Review posted at: Read, Rinse, Repeat
In "Dare Me," a group of high school cheerleaders finds their "Queen Bee" status challenged with the arrival of Colette French, their new coach. The girls had no use and no respect for their previous coach; they "owned" her. When Coach French enters the girls' world, she commands their respect. She breaks them down and whips them into shape. But cracks soon begin to show in Coach's professional facade as she crosses boundaries with these girls, inviting them into her home and supplying them with alcohol. She draws particularly and disturbingly close to Addy, the novel's narrator. Addy is understandably flattered by Coach's attention, while we readers sense approaching danger as Addy gains increasing exposure to Coach's very grown-up troubles. Meanwhile, Beth, Addy's long-time best friend and head "mean girl" is jealous and resentful of the growing relationship between Coach and Addy, and Beth's threats become increasingly ominous as she strives to hold onto both Addy and her own status. A shocking event halfway through the novel upends relationships. The mystery of what really happened winds through to the end of the book.

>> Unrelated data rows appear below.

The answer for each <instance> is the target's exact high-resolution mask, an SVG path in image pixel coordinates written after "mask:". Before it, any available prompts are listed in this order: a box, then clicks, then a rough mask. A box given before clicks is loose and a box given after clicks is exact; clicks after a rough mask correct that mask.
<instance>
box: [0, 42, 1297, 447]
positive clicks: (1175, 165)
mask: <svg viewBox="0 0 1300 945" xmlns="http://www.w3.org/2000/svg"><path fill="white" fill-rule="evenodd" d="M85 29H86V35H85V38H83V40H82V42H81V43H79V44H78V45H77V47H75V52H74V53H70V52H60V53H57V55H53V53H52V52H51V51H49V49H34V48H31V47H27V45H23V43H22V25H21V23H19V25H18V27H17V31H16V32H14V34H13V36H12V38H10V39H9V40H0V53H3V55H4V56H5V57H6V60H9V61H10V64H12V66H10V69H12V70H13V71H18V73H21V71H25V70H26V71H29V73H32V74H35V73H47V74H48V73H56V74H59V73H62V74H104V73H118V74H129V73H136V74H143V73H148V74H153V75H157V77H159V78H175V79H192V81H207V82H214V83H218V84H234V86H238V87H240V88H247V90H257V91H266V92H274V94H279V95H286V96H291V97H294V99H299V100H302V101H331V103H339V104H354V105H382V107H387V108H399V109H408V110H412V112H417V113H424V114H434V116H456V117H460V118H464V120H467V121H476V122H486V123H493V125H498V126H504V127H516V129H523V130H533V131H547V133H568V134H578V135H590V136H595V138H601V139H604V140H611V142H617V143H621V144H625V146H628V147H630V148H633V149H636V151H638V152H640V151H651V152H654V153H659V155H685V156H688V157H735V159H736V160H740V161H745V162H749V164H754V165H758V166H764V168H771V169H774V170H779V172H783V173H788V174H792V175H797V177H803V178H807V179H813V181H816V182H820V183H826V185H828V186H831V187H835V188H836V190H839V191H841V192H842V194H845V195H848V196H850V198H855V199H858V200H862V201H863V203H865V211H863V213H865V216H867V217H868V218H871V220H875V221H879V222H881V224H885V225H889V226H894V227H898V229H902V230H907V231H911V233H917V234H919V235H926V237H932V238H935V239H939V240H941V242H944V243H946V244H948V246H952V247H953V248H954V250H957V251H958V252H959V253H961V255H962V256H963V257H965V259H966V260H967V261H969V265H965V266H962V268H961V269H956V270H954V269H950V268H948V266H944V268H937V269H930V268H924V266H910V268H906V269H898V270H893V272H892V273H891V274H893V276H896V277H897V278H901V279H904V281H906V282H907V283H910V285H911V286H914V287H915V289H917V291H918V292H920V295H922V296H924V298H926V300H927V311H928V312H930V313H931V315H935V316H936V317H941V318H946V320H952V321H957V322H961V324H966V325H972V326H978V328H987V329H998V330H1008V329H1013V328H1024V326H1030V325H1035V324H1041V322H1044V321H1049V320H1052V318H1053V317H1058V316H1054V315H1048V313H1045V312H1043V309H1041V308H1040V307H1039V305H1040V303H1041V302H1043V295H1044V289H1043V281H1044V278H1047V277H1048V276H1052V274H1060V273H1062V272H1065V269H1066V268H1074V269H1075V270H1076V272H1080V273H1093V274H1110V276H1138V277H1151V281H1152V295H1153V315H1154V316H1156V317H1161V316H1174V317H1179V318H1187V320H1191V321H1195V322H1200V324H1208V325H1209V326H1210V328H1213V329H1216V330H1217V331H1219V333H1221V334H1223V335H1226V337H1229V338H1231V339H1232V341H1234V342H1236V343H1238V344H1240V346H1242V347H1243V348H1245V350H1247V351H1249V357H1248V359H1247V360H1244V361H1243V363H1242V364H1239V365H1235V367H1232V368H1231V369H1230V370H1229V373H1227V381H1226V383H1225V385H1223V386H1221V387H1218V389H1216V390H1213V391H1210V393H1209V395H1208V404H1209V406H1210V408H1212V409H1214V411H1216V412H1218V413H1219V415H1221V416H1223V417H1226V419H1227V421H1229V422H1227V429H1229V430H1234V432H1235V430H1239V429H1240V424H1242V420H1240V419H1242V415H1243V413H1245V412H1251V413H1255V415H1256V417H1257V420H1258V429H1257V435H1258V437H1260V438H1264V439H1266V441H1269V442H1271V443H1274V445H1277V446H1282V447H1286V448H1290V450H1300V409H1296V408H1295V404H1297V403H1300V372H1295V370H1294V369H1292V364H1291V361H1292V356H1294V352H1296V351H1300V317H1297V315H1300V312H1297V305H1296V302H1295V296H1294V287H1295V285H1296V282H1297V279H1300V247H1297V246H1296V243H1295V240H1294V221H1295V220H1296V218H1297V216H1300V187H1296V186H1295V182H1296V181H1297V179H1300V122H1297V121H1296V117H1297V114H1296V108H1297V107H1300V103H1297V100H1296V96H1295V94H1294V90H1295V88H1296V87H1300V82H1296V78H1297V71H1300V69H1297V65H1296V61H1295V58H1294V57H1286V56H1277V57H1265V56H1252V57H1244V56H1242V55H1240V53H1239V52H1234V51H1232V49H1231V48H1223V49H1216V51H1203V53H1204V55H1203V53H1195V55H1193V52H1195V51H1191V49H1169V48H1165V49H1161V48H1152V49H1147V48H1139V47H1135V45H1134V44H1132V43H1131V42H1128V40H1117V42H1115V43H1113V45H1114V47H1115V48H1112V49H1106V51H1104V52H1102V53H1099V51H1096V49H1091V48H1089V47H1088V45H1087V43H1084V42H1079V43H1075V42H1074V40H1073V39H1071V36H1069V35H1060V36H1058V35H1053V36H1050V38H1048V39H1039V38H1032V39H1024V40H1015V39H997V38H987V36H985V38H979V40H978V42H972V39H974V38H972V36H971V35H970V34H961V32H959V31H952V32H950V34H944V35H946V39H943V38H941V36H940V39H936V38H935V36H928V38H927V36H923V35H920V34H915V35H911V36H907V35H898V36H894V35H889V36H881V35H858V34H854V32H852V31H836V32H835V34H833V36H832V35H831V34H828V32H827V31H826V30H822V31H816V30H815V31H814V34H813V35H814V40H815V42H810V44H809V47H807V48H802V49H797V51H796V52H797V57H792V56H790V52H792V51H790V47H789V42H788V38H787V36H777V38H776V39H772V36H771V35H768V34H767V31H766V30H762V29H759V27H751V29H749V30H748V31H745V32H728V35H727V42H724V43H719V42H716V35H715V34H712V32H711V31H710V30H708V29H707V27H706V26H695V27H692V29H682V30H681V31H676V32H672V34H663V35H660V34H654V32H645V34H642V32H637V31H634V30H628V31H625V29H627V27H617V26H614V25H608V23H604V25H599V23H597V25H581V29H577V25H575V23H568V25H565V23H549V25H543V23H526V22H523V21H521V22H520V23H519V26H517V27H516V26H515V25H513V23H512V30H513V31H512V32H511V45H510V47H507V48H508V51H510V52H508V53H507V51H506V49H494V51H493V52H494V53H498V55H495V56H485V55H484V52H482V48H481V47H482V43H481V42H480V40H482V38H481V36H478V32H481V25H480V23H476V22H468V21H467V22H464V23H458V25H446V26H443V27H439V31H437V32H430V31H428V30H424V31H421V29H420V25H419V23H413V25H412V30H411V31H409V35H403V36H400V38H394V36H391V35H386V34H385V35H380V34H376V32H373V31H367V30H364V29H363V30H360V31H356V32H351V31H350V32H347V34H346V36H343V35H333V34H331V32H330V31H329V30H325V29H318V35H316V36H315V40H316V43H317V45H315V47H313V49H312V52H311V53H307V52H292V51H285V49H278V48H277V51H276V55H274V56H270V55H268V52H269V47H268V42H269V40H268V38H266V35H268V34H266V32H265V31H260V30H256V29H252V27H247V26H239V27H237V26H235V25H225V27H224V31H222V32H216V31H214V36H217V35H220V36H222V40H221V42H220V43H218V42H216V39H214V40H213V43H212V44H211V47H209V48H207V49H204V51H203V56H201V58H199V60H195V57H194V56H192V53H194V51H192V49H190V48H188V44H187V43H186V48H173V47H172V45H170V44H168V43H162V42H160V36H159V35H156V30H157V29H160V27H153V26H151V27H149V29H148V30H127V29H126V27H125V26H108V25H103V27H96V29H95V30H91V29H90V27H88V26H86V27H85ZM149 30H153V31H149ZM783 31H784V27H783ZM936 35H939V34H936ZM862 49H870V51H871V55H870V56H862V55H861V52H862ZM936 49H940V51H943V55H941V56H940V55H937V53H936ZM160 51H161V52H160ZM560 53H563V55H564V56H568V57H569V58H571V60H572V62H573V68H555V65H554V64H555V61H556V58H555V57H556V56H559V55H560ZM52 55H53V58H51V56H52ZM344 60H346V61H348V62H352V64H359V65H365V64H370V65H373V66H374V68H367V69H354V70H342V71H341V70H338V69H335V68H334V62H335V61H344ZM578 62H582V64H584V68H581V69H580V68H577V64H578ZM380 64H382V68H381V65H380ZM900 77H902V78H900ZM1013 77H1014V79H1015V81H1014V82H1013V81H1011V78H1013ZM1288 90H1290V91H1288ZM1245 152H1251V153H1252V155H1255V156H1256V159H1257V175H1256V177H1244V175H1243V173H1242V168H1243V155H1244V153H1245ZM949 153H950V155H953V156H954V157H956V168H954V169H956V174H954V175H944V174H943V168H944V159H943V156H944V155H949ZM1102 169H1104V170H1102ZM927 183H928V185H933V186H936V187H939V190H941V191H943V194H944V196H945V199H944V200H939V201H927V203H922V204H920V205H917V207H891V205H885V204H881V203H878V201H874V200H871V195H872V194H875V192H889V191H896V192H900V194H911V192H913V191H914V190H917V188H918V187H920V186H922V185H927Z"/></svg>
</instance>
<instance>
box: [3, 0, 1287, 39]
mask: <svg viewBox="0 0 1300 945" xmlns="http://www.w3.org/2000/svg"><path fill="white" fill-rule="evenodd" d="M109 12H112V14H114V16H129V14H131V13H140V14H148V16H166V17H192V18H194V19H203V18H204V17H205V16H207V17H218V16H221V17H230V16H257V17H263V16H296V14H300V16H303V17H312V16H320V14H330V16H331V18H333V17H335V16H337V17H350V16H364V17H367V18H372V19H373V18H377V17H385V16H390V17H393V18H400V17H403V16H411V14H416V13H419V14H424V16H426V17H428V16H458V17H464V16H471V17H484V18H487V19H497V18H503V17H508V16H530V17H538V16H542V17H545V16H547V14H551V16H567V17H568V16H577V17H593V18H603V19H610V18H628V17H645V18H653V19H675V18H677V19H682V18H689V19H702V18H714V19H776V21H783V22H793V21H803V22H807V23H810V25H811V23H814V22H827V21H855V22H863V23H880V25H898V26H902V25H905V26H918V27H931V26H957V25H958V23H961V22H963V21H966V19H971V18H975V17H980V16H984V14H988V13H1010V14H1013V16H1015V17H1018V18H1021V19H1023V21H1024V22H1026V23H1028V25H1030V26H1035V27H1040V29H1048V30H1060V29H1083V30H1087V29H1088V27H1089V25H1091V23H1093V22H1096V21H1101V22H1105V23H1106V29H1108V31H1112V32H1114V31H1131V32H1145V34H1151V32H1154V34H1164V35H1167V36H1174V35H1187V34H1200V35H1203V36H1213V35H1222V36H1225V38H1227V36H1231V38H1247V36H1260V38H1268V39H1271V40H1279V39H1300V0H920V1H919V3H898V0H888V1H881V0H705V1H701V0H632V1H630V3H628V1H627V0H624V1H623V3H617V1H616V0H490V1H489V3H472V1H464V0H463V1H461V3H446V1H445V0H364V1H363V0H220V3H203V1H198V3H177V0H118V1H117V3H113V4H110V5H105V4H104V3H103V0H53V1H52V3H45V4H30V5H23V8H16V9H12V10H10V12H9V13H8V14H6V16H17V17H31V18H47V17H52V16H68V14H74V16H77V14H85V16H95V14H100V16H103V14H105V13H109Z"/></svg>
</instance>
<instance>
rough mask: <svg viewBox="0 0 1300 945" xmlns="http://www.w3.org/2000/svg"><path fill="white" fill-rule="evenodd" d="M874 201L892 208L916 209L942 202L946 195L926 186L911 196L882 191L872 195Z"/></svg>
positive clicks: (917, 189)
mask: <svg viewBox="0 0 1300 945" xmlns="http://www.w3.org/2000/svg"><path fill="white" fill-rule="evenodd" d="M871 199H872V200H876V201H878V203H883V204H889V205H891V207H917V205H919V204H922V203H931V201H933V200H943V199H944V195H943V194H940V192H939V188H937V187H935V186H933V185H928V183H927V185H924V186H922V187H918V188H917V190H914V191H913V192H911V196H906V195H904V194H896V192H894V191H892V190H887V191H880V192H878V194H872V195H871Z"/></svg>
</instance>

It's been a long time since I was a teenage girl, but even those of us who weren't Queen Bees can relate to the universal teenage plagues of jealousy and insecurities in "Dare Me." And I enjoyed the inside look of the cheerleader culture, which seems a bit like a secret society with rigidly enforced rules and roles.
Final note - to those who enjoyed "Dare Me," another wonderfully written book with a similar theme is Before I Fall, by Lauren Oliver.